この本に出合えたことが幸せ。
心の底から感動。東京大学の教授である内藤廣氏が書いた著書。深い。構造から見た建築の可能性を歴史を踏まえながら構成材料ごとに見つめる。建築を専門としている人、デザインをしている人に必読だと感じる。
海の博物館の展示等では、蛇の骨のような構造体を用いている。
シドニーのオペラハウスの形態は、構造解析するとき、初めはどうやればよいかわからなかったが、昼食時にオレンジ球面を切りながら、構造解析のインスピレーションを得た。球体の一部と考えれば、構造解析ができる、と。
ガウディ曰く、「オリジナリティとはオリジンに帰ることだ」。
世界貿易センタービルは、外側の外壁で曲げに対する力を負担し、中心部で鉛直力を負担している。

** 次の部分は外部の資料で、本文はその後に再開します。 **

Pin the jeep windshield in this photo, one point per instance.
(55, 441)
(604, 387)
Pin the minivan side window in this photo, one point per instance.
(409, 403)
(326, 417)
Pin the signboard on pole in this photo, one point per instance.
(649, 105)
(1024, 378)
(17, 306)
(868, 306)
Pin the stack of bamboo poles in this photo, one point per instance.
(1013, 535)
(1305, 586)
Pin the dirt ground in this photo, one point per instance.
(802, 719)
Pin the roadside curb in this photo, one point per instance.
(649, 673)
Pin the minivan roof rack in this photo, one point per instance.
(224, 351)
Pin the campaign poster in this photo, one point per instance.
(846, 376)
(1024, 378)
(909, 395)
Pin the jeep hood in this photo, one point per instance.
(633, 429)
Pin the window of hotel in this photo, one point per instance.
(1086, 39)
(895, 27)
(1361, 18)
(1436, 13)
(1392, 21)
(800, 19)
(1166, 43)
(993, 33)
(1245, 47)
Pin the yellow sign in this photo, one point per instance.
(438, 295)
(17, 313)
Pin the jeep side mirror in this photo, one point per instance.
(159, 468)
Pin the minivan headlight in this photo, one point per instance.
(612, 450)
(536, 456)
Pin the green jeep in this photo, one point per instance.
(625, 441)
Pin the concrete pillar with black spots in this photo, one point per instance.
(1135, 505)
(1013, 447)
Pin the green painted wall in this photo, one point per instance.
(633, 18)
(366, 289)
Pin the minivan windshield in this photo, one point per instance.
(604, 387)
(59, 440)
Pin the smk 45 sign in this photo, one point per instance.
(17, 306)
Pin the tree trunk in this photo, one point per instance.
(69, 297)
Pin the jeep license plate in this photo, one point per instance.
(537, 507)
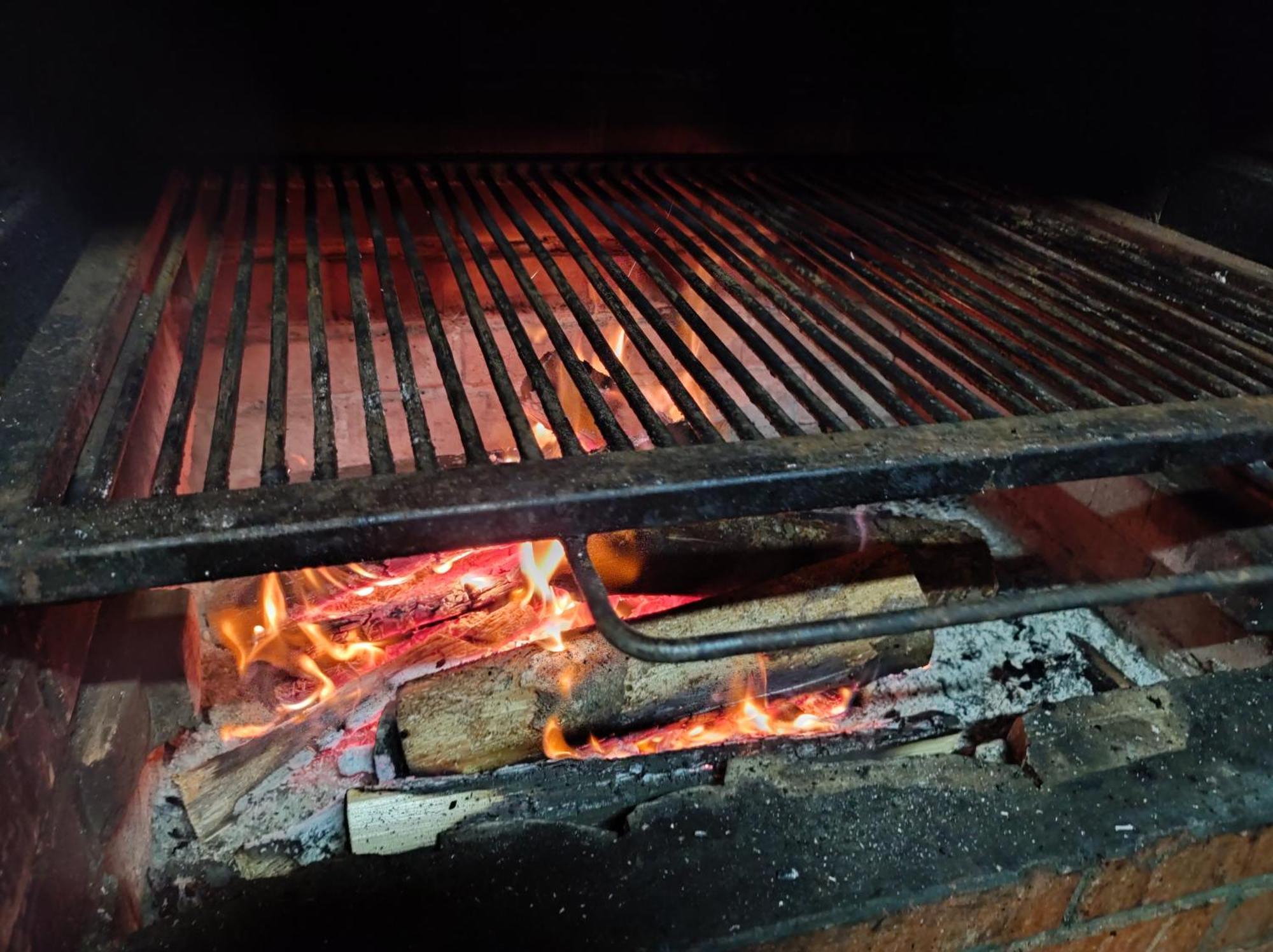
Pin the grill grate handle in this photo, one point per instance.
(776, 638)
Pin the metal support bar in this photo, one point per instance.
(778, 638)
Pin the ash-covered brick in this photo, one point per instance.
(1248, 922)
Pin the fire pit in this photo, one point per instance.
(655, 510)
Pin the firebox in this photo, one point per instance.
(716, 483)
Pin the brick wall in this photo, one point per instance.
(1178, 894)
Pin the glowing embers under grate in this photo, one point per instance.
(330, 629)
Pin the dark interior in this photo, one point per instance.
(1145, 105)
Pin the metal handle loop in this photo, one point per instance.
(776, 638)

チューブ構造だと思っていたので、少し勘違いしていた。
「ヒルティ鋲」、ウチの先生がやっているものが出てきてとても親近感があった。内藤氏によると、納まりが美しくないとのこと。
何年か前の土木のコンクリートのスランプ値は、3~5センチだったことを知る。スランプ値は18センチくらいが当たり前かと思っていたが、全然違った。3~5センチだとどれくらい硬くなるんだろう。
コンクリートを打設しているときに小雨が降ってきたらどうするか?こういう事態に対して明確に物事を考えられることができる人間こそエンジニアと言える。
「メガノソーティプティブ変形」。木材は湿度変動を伴いながら応力がかかり続けると、硬質ゴムのように軟らかくなる。この性質。
構造的に奇抜な建築には、何のために、誰のため、にという精神が欠如している。新しい構造において、本当の意味での建築的な価値とは、「技術と芸術が結び合ったその時代の精神の現れ」のこと。